Abstract

Regulation of functional muscle transfer outcome by means of an interposed nerve graft: The gold standard treatment of chronic unilateral facial palsy is a functional muscle transfer (FMT) reinnervated by a branch of the contralateral facial nerve via a cross-facial nerve graft, but clinical outcome varies from underactivity to overactivity of the transferred muscle.
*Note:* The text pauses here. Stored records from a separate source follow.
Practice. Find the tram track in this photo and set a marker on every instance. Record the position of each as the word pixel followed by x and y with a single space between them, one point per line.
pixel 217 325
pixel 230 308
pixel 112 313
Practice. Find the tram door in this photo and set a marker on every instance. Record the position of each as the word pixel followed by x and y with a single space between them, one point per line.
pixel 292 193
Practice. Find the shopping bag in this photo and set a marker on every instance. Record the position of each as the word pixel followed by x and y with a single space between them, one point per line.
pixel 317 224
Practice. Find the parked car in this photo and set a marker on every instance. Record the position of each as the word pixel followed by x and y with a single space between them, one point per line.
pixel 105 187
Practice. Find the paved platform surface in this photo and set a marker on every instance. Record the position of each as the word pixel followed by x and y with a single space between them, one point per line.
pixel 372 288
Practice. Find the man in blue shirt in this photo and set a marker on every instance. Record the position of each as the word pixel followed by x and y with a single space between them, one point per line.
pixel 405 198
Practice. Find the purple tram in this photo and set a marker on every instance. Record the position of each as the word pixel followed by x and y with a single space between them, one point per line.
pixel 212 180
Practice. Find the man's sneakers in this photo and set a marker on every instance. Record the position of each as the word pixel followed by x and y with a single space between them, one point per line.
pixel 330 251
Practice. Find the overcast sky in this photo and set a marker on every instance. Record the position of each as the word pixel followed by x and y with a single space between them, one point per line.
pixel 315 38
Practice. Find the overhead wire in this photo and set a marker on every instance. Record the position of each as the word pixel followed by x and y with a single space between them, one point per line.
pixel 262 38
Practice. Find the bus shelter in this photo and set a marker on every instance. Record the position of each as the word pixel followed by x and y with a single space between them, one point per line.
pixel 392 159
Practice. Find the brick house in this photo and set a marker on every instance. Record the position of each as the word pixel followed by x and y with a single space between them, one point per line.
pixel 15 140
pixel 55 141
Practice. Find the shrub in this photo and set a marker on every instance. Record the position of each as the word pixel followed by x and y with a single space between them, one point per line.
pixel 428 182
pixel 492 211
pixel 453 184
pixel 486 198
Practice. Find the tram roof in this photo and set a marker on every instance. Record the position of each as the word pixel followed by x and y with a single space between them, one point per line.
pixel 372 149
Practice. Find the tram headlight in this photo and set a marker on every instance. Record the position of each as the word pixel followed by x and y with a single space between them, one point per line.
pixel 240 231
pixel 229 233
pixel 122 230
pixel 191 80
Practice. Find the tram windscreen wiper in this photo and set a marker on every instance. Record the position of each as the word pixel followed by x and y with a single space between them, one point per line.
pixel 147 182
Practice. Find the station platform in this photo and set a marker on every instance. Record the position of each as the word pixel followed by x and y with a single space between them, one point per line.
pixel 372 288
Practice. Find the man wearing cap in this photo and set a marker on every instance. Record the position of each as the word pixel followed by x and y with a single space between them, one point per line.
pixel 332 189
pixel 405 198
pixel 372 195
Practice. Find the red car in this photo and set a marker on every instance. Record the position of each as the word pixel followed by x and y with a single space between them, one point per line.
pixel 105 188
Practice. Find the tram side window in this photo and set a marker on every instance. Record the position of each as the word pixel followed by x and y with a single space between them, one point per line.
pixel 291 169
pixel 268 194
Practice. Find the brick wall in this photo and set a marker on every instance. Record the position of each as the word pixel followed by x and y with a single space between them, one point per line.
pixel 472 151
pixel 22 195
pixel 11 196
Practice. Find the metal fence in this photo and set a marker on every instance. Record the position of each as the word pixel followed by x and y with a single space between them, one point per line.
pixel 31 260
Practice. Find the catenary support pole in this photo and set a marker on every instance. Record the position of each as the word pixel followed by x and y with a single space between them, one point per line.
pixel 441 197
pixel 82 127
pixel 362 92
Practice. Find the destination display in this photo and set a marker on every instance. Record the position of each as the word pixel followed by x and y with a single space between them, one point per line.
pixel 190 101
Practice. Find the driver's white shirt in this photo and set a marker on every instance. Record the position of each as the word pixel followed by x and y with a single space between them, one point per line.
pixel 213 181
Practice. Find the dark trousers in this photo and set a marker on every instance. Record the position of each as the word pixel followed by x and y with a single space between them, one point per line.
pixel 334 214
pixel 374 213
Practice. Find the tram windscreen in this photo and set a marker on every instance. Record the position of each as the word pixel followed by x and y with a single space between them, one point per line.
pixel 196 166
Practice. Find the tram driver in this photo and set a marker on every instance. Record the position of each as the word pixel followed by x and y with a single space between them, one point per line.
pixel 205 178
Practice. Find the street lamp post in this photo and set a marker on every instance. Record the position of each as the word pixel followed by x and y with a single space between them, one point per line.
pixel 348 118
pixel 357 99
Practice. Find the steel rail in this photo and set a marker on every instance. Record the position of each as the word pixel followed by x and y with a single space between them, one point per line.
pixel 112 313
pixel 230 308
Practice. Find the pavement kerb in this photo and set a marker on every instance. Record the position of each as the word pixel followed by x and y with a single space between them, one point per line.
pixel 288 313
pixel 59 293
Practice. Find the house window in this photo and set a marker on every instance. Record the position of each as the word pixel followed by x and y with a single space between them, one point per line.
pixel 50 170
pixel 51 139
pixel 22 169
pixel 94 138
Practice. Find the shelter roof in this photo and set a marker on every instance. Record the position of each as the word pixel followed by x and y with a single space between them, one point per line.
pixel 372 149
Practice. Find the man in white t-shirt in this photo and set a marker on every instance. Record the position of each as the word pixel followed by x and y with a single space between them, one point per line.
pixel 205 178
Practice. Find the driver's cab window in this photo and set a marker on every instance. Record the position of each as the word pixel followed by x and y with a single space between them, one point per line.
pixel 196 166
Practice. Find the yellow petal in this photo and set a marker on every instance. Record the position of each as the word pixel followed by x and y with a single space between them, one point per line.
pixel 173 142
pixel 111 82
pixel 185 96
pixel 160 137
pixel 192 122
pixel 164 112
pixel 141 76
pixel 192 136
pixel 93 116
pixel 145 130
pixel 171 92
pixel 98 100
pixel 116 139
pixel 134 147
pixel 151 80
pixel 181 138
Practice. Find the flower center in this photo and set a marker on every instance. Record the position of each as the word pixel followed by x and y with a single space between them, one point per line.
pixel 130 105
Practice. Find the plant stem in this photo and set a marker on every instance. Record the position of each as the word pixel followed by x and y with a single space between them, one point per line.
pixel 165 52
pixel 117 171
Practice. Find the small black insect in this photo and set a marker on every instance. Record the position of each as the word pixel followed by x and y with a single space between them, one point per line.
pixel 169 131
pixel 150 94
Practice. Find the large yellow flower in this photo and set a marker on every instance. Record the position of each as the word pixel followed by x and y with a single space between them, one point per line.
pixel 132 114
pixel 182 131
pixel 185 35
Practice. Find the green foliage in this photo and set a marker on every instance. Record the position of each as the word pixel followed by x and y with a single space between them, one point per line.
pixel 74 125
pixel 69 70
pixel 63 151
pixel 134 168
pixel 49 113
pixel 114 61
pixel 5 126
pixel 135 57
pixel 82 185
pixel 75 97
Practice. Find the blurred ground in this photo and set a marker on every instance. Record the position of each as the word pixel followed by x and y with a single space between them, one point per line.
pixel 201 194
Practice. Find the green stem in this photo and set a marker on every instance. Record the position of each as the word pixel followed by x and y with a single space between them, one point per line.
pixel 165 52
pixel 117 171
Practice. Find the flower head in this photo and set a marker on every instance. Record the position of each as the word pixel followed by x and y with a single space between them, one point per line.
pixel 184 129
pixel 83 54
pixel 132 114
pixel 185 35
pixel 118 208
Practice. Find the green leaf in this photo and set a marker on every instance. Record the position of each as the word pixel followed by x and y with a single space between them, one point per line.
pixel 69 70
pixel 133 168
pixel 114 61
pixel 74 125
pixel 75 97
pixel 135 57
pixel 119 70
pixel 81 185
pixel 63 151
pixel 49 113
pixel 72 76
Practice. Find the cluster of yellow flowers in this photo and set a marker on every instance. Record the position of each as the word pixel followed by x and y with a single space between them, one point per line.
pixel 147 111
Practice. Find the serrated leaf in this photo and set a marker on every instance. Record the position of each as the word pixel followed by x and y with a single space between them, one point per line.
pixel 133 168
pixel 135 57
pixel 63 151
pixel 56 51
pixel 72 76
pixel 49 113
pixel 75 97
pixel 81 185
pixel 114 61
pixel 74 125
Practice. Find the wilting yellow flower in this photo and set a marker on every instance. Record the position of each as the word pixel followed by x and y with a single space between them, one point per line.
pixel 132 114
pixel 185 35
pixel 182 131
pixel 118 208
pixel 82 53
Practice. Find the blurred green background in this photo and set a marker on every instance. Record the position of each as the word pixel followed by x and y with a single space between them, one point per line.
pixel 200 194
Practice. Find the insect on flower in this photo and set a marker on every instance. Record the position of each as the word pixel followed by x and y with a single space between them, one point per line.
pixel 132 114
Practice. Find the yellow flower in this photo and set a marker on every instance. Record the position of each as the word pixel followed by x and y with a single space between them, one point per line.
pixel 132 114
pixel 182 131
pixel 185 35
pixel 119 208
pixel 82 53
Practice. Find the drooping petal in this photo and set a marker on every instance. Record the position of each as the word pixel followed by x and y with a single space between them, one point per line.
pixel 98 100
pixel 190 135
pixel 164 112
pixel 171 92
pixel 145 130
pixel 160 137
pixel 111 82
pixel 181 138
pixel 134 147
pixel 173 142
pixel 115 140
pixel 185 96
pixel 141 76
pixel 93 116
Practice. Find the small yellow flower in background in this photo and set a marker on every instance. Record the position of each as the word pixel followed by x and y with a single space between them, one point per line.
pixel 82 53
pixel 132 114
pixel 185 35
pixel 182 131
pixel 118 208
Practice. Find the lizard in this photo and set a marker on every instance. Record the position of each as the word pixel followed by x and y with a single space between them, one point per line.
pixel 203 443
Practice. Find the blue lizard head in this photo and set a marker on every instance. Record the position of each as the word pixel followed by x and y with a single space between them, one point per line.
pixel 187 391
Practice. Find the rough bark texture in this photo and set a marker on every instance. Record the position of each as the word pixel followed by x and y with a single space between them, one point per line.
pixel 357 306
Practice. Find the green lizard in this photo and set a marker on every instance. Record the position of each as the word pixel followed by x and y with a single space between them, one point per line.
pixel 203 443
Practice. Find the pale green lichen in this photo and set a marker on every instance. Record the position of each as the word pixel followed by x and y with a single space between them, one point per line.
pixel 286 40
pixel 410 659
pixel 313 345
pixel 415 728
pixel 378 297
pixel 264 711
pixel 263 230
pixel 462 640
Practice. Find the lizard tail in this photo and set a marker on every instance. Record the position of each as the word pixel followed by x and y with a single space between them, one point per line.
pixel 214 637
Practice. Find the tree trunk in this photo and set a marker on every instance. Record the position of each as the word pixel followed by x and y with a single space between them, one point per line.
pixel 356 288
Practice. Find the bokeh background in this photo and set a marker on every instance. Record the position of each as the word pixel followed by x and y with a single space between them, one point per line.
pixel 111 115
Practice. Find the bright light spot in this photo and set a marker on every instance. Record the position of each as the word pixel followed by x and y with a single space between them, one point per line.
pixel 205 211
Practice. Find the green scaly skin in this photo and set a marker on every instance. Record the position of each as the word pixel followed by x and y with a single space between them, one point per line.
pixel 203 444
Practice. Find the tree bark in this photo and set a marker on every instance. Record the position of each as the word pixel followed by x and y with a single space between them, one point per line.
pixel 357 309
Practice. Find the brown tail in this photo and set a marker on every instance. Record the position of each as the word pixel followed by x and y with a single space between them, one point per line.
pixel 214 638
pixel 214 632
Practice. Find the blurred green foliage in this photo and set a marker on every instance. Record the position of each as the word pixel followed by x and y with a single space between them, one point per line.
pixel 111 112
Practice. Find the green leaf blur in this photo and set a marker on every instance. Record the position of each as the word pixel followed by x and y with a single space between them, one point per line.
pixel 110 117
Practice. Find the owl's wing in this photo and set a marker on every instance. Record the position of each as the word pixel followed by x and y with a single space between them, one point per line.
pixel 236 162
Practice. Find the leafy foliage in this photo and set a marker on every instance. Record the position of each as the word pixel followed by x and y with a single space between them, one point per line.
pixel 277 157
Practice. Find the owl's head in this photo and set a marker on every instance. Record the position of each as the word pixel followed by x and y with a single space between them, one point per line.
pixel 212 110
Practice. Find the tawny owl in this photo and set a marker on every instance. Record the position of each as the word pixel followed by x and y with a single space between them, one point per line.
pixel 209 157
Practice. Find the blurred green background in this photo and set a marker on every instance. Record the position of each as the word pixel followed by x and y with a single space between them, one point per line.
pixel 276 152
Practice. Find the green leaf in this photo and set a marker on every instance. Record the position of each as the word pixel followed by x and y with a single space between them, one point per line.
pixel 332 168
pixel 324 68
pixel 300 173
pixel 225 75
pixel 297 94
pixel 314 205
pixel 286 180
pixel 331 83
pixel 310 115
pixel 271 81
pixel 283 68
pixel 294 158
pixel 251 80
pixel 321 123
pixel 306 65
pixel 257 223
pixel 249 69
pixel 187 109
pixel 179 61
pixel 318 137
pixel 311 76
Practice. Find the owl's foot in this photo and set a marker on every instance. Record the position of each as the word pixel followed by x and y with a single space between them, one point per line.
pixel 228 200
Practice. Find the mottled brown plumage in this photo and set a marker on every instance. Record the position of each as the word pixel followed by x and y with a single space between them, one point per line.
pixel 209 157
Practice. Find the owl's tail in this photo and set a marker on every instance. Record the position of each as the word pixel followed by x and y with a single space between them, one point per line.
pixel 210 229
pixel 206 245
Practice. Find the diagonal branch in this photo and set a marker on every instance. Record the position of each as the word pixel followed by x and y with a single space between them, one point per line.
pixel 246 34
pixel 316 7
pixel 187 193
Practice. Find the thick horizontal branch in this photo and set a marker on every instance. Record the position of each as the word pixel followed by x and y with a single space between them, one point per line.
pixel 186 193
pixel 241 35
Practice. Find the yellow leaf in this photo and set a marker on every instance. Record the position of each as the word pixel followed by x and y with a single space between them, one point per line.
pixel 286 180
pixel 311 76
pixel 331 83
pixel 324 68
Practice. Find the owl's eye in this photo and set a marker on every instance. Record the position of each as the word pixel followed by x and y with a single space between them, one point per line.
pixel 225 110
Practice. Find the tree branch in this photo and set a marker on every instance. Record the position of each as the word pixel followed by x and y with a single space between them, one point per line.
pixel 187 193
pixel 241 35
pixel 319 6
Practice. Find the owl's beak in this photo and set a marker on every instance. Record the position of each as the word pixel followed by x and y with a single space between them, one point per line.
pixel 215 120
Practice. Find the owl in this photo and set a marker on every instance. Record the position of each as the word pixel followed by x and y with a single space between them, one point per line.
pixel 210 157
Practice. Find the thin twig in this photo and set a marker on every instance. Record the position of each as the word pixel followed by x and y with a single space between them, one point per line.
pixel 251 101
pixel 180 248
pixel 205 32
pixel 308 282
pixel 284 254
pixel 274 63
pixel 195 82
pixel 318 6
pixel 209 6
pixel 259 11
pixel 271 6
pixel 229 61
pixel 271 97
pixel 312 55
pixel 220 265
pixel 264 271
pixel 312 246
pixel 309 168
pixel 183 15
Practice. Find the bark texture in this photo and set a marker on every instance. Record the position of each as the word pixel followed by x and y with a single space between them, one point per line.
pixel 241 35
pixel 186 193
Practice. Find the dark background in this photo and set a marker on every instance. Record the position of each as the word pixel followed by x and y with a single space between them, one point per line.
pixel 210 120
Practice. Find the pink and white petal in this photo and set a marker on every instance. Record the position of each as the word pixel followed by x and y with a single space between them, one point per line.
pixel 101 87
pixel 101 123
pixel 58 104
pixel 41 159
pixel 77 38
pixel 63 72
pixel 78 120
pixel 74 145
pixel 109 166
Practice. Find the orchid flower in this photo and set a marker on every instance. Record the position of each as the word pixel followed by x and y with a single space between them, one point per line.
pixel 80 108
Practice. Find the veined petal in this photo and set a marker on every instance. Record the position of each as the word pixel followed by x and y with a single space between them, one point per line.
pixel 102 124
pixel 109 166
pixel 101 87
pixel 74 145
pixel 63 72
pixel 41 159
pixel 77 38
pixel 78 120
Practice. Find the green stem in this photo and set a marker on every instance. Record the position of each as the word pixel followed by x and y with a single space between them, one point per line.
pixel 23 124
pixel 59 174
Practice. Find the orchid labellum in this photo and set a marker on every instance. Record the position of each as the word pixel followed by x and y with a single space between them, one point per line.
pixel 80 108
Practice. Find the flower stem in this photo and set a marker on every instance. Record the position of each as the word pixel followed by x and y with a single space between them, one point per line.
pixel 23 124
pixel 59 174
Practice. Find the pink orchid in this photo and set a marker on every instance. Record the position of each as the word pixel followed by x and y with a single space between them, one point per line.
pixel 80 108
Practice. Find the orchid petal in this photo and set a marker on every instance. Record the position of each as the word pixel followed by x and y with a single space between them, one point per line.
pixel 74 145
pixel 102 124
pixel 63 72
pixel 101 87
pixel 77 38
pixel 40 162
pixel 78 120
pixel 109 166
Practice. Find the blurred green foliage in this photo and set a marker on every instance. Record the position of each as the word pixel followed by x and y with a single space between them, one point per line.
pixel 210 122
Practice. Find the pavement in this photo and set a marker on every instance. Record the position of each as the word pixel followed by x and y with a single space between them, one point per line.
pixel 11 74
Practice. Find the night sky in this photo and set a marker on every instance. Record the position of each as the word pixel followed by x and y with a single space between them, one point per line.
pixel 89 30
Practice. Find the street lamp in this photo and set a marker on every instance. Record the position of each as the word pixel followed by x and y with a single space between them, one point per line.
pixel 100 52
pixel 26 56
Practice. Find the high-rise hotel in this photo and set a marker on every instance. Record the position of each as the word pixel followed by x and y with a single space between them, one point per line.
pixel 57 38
Work in an animal model has established that the magnitude of donor motor input received by heterotopically transferred muscle correlates with reinnervation and force production, the corollary being that standardising donor motor input could standardise outcome. We hypothesise that a 'low-capacity' interposed nerve graft could deliver a fixed motor input to an FMT despite variable motor input, thereby standardising force production and clinical outcome. To test this hypothesis, we compared reinnervation and force production by FMTs reinnervated with different-sized motor inputs via high- and low-capacity interposed nerve grafts. Force production was measured in vivo after recovery of transplanted muscle, and reinnervation quantified by both nerve morphometry and intramuscular immunohistochemical staining for protein gene product 9.5. Both reinnervation and force production data suggest that outcome correlates with donor motor nerve magnitude only when a high-capacity interposed nerve graft is used, this correlation being lost when using a low-capacity interposed nerve graft. The implications for human facial reanimation surgery are discussed.